The application is expressed to be brought under Order IXB rule 4 of the Civil Procedure Rules. This order and rule cover situations where the plaintiff and or defendant is absent during the hearing of the suit. The suit herein was dismissed on a Notice of Motion taken out by the respondent due to the failure by the applicant to set down the originating summons for hearing within time. It was not therefore dismissed for want of attendance so as to bring the aforesaid order and rule in aid of the applicant.

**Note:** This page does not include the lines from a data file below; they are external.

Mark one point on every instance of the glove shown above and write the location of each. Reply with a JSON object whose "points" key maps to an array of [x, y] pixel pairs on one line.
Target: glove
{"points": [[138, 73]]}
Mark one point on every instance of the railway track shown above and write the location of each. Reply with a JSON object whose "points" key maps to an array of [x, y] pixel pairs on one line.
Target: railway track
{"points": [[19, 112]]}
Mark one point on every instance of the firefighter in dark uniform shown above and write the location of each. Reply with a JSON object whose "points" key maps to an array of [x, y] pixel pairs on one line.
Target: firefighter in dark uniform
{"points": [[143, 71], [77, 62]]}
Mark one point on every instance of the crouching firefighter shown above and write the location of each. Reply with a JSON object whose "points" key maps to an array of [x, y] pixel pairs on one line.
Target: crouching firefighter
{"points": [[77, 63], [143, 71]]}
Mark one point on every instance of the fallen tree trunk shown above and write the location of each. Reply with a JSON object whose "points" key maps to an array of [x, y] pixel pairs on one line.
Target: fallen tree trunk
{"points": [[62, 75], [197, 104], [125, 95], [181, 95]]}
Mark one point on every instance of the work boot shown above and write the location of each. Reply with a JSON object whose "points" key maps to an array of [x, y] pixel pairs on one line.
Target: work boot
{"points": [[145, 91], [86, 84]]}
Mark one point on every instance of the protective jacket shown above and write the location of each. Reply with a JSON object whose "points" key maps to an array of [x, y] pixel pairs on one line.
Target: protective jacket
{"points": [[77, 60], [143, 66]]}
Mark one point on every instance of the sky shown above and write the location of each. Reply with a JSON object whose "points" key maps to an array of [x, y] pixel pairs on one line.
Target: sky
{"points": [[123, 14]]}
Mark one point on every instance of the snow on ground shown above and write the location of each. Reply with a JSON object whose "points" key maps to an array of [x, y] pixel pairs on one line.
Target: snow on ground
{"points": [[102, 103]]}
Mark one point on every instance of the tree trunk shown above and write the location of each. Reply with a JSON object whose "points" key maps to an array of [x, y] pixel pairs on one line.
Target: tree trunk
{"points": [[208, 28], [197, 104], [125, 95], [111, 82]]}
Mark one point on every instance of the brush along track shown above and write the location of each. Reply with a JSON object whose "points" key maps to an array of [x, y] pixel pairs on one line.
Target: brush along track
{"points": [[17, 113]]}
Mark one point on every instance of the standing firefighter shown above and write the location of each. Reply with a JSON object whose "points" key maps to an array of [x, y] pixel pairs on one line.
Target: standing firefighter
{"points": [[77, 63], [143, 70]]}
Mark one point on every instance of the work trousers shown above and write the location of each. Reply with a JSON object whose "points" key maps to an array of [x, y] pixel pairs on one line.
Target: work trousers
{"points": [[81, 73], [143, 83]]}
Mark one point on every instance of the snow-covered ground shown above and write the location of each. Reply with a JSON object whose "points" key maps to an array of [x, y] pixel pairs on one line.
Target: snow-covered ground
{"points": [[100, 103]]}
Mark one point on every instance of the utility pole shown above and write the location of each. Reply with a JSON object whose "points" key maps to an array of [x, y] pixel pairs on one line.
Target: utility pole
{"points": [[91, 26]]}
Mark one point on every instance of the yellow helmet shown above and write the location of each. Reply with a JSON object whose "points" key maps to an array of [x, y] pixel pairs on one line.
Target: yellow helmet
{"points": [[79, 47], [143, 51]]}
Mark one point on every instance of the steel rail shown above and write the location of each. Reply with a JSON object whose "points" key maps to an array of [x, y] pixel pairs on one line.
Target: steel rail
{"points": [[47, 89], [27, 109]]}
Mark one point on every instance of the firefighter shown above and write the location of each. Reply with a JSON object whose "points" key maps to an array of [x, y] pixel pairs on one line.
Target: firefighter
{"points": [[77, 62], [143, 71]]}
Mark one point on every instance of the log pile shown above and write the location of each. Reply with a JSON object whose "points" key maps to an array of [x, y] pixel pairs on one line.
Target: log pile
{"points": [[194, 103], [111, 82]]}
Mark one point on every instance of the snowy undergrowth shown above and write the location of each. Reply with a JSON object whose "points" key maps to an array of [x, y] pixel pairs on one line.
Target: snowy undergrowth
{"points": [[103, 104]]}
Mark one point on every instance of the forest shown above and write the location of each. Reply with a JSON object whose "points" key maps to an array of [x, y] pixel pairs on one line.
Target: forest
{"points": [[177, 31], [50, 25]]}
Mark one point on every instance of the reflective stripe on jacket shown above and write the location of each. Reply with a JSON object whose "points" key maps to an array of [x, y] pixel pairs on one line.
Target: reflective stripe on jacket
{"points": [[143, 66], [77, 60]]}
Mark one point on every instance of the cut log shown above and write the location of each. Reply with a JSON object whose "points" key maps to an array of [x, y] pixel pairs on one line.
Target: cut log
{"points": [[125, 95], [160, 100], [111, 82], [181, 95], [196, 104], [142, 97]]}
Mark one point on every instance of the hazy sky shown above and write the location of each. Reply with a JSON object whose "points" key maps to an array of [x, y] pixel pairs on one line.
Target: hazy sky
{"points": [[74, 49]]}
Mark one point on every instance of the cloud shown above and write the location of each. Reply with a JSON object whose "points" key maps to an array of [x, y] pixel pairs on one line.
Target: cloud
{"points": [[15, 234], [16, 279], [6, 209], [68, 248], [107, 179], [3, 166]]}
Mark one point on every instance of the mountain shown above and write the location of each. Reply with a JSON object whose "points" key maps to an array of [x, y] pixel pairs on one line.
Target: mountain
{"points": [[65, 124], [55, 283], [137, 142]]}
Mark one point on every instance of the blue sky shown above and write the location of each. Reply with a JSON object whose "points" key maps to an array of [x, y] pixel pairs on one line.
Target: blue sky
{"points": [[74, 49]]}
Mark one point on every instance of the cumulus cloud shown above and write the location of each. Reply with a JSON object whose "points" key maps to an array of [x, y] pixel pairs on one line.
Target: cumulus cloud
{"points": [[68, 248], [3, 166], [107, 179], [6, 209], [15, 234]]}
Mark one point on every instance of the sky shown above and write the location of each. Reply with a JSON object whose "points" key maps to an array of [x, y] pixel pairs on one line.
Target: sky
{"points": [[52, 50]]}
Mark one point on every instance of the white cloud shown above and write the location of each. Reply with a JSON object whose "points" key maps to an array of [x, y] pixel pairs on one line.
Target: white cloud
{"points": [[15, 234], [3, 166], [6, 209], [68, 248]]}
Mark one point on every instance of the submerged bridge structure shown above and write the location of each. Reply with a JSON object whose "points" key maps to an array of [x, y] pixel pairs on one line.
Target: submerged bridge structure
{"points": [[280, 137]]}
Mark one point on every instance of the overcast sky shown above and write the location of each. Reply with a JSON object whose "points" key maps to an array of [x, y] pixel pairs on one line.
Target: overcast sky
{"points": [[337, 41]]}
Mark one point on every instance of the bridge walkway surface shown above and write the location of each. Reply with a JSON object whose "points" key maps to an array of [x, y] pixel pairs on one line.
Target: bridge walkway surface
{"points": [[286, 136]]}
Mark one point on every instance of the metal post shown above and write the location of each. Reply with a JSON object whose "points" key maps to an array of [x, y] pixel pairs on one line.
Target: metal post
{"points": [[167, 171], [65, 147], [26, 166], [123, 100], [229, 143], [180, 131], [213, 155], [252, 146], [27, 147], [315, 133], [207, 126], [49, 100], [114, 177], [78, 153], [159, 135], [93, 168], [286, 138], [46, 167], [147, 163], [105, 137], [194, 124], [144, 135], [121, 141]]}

If the applicant knew of the dismissal of the suit as early as 24th March, 2003, the court must ask why it has taken the applicant four (4) years to bring the instant application. The delay is certainly inordinate and unexplained. It is a principle of law that courts do not aid the indolent. In the circumstances of this case, it is clear to me that the applicant has nobody to blame for her woes other than herself. To blame her advocates for failure to notify her of the dismissal of the suit is in my view and as correctly submitted by counsel for the respondent, an afterthought and a futile attempt at buck passing. Their being failure by the applicant to explain satisfactorily the inordinate delay in filing the instant application deprives me of the need to exercise my discretion in her favour.
This matter has been lying in this court since 1991. The order of dismissal of the originating summons was made on 6th March, 2000. I do not think that public policy would favour the revival of a suit, seven (7) years down the line. It is in the interest of public policy that litigation at some point in time must come to an end. Litigants ought to know that it is not in the interest of public policy that litigation must continue endlessly even where it is hopeless to do so. In my view the applicant’s journey of justice has hit a dead end. She must now be stopped in her tracks.
Accordingly the application dated 22nd day of January, 2007 and filed in court on 31st January 2007 is hereby dismissed with costs to the 2nd respondent.
Dated and delivered at Nyeri this 16th day of July 2007.